Columbus Day, Indigenous Peoples’ Day: Holidays with vastly different perspectives

Columbus Day, Indigenous Peoples' Day: Holidays with vastly different perspectives

Americans will observe Columbus Day and Indigenous Peoples’ Day on Monday.

It is an uneasy pairing. One holiday, observed since 1937, celebrates an Italian who, in making landfall in the Bahamas in 1492, opened an era of European exploration and colonization of the Western Hemisphere. The other honors the Native people who already lived here and, during that era and since, suffered “violence, displacement, assimilation, and terror,” President Joe Biden wrote when he inaugurated the holiday in 2021.

On Long Island, home to 543,332 people of Italian descent and 58,035 people of Native American descent, most town calendars, if they mention the day at all, designate it as Columbus Day.

Of Long Island’s 124 school districts, 90 designate the day as Columbus Day on their calendars, seven designate it as Indigenous Peoples’ Day and 22 recognize both holidays. Sag Harbor recognizes both holidays on different dates. On Monday, Southampton schools will observe Indigenous Peoples’ Day and Italian Heritage Day.

How many states observe the two holidays?

In 2023, according to the Pew Research Center, New York was among only 16 states and the territory of American Samoa that still observed the second Monday in October as an official public holiday exclusively called Columbus Day.

Four states, two territories and Washington, D.C., marked the day as an official public holiday called Indigenous Peoples’ Day, or another name recognizing Native Americans. Four other states and the U.S. Virgin Islands marked the day as both Columbus Day and something else.

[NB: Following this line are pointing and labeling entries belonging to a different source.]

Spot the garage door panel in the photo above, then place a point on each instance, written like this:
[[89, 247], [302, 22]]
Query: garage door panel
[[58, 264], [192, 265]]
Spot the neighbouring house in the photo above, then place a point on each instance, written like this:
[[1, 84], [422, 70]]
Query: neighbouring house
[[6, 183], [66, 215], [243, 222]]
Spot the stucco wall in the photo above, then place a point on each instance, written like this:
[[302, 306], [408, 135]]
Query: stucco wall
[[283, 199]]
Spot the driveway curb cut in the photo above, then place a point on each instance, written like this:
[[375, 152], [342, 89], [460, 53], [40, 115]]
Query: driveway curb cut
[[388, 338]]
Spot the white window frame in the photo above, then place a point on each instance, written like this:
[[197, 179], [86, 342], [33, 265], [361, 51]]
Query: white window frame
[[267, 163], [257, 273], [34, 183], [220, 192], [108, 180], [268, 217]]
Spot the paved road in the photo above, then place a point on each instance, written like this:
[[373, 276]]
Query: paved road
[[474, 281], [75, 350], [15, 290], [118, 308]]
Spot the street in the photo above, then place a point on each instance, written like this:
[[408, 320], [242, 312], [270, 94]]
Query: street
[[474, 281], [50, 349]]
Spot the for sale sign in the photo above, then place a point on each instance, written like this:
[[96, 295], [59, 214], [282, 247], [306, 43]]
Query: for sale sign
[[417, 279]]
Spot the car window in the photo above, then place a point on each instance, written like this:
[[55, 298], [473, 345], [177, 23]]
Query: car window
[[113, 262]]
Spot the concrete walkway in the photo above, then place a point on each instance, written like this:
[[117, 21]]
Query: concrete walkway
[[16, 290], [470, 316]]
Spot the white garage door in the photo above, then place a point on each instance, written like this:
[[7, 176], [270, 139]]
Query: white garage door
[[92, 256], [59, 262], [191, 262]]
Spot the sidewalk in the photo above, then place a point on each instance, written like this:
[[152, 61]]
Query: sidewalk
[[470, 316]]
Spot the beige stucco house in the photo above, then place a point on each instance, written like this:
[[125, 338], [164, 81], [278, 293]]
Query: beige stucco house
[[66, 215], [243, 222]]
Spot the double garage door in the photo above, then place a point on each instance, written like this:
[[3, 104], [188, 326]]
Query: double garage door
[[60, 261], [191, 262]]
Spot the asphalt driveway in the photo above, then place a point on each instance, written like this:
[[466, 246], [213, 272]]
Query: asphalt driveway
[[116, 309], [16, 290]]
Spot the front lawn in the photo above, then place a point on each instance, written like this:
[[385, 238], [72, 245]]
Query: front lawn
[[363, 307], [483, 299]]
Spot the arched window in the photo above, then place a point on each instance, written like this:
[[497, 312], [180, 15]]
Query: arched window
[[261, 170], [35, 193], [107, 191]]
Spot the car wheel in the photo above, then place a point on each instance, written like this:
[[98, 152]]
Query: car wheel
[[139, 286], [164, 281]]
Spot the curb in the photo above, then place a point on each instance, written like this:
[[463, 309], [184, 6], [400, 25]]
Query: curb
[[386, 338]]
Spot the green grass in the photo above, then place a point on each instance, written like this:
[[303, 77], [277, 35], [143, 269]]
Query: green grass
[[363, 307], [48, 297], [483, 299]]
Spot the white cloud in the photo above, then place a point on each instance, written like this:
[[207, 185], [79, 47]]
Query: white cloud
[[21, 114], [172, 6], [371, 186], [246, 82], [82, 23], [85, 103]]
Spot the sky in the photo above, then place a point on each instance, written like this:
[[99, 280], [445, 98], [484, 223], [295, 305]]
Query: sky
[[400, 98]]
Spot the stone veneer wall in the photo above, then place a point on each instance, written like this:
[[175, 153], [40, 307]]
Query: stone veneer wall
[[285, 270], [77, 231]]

For the remaining 26 states and the territory of Guam, according to the Pew Research Center, the day was “pretty much like any other workday.” 

What do Native American and Italian American groups say about these holidays?

In separate interviews, Lance Gumbs, vice chairman and trustee of the Shinnecock Nation, whose homelands are in and around Southampton Town, and Harry Wallace, chief of the Unkechaug Indian Nation, near Mastic and Center Moriches, objected to the observation of Columbus Day.

“It represents a false narrative of what the history of this hemisphere is all about, and it also celebrates someone who we consider committed genocide against the people of this hemisphere,” Wallace said.

Harry Wallace, chief of the Unkechaug tribe, outside his Mastic office in March 2023. Credit: Newsday/Thomas A. Ferrara

Wallace said he was gratified to see growing recognition of Indigenous Peoples’ Day, a holiday he said “recognizes the power and existence and contribution of the Indigenous people of Western Hemisphere, our contributions to this land and the origins of our story in our land.”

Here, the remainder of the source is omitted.